Friends! Hello. Happy Friday. Today I woke up and thought to myself, “today is going to be a good day,” which is a thing you can say when you know you’re a) getting a new kitten to foster and b) going to a fun Christmas party after a long week of work. On the same day! My ten-year-old self couldn’t have planned it better, and my 44-year-old self still thinks it’s a thrill.
Whatever your December weekend looks like, I hope it includes whatever your version of “a kitten and a party” is. I think you’re doing great.
This week, just a recipe! Enjoy!
What to Cook: Crisp Gnocchi with Brussels Sprouts and Browned Butter
OK, I’m not going to lie to you and say that I don’t have holiday baked goods burning a hole in my pocket. I made that cranberry crumble pie and it was GOOD, and that was before I decided I needed some of Deb’s brown-butter brown-sugar shortbread to…you know. Have around.

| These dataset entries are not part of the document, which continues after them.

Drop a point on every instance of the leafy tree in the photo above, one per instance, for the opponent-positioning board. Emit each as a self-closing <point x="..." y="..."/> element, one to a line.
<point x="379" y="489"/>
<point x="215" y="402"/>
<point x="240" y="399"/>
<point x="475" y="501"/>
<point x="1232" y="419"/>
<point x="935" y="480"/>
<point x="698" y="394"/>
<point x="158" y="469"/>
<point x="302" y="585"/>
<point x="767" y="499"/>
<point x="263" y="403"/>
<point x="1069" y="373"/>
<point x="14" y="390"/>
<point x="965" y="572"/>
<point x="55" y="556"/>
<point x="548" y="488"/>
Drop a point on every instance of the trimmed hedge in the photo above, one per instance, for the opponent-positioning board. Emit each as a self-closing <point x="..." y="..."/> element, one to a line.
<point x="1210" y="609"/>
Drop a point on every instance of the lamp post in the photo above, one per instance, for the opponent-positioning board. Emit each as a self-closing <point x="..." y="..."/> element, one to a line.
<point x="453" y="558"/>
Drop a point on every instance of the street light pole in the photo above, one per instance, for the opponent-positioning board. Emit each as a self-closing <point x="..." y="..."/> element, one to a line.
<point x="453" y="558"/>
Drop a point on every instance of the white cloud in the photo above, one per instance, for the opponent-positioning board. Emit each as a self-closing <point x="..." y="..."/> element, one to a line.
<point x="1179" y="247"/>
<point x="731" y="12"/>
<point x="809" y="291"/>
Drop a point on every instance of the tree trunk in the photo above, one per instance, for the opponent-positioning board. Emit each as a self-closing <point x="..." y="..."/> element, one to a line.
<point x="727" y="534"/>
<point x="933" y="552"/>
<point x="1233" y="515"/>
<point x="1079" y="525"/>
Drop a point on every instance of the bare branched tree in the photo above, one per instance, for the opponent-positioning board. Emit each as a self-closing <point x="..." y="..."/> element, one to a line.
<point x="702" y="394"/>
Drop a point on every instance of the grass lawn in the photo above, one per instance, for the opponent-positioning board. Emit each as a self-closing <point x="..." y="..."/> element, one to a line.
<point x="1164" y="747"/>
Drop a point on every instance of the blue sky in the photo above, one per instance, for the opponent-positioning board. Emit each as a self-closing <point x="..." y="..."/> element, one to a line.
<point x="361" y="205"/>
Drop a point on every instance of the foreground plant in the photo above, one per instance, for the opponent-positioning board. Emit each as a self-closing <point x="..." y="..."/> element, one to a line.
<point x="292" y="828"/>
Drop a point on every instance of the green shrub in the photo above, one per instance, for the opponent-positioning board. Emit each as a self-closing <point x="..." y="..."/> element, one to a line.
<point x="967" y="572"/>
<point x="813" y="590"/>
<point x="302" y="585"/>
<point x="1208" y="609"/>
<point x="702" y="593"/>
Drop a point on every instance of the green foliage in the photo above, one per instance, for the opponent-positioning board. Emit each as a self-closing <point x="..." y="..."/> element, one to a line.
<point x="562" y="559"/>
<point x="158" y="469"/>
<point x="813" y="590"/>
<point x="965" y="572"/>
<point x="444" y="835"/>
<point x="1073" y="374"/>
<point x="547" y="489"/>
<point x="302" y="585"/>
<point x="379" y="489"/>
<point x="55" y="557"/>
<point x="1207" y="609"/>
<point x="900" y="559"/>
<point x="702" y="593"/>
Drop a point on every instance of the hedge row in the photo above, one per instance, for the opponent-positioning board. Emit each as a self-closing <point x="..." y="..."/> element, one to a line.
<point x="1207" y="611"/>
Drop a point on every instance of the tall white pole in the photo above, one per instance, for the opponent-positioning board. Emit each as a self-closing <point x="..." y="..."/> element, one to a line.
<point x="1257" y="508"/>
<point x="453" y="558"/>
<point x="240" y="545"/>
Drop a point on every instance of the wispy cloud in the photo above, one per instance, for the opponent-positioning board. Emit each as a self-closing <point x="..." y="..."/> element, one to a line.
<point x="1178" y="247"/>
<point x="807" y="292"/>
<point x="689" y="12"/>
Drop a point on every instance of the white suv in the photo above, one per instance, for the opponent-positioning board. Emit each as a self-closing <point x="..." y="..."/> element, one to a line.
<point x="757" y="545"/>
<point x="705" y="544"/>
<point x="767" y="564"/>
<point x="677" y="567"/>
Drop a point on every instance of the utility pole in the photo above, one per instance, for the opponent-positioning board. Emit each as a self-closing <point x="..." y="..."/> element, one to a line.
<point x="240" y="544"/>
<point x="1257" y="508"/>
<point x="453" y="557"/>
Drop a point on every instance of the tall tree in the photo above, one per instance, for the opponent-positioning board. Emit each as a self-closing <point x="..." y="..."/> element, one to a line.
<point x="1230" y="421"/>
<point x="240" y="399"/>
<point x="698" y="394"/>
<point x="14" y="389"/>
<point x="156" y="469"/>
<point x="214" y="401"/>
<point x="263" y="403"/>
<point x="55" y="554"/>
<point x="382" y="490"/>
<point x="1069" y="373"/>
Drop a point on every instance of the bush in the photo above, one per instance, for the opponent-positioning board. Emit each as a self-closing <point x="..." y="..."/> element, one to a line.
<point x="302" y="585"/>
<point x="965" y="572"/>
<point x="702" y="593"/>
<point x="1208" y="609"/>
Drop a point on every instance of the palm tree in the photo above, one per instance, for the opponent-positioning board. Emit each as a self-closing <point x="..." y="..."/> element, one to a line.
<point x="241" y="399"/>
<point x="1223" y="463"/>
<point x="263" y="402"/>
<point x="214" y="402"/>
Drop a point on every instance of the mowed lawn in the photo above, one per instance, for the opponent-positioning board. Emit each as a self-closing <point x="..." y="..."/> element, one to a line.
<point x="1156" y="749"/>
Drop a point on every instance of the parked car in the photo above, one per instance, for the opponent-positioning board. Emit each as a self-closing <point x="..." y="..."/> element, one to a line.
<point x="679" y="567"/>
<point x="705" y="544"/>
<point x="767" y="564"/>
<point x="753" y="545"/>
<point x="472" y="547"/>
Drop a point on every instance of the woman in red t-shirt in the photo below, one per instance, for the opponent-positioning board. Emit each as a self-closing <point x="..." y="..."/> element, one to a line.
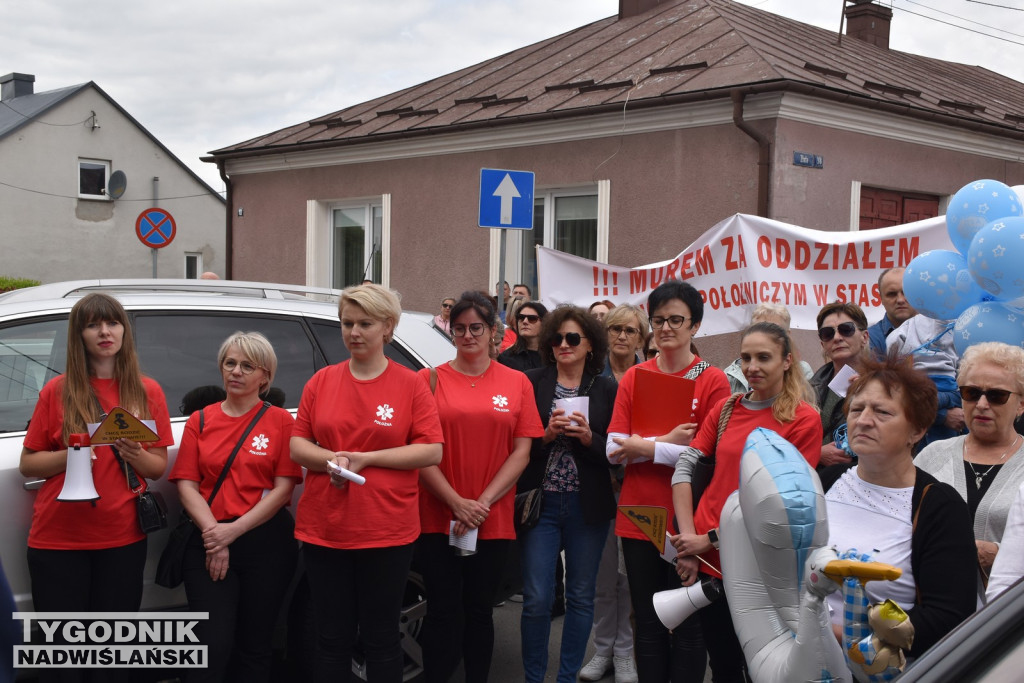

But I know that what we actually need at this time of year is…dinner. And not some elaborate project of a meal. We need something that feels like real food and ideally involves a vegetable of some kind. And if it can be on the table in 20 minutes or less? Bonus points.
Enter Ali Slagle’s Crisp Gnocchi with Brussels Sprouts and Browned Butter (NYT gift link), which recently saw me through a busy holiday-season week while also salvaging some pre-Thanksgiving Brussels sprouts. It’s a very easy recipe: you’ll chop the sprouts in half and throw them into a hot pan with a package of uncooked, shelf-stable gnocchi, some lemon and red pepper flakes, just the barest drizzle of honey, and a healthy coating of browned butter. That’s…pretty much it? You’ve got your full serving of cruciferous veggies, your perfectly pillowy, crisp-edged gnocchi (if you’ve never pan-friend gnocchi straight from the package, prepare yourself for a revelation), and, well, browned butter, which is everybody’s friend. It’s a delicious and extremely doable dish for these packed and festive weeks. You might like it, too.
We had this for dinner tonight. It was amazing! Adding it to our rotation.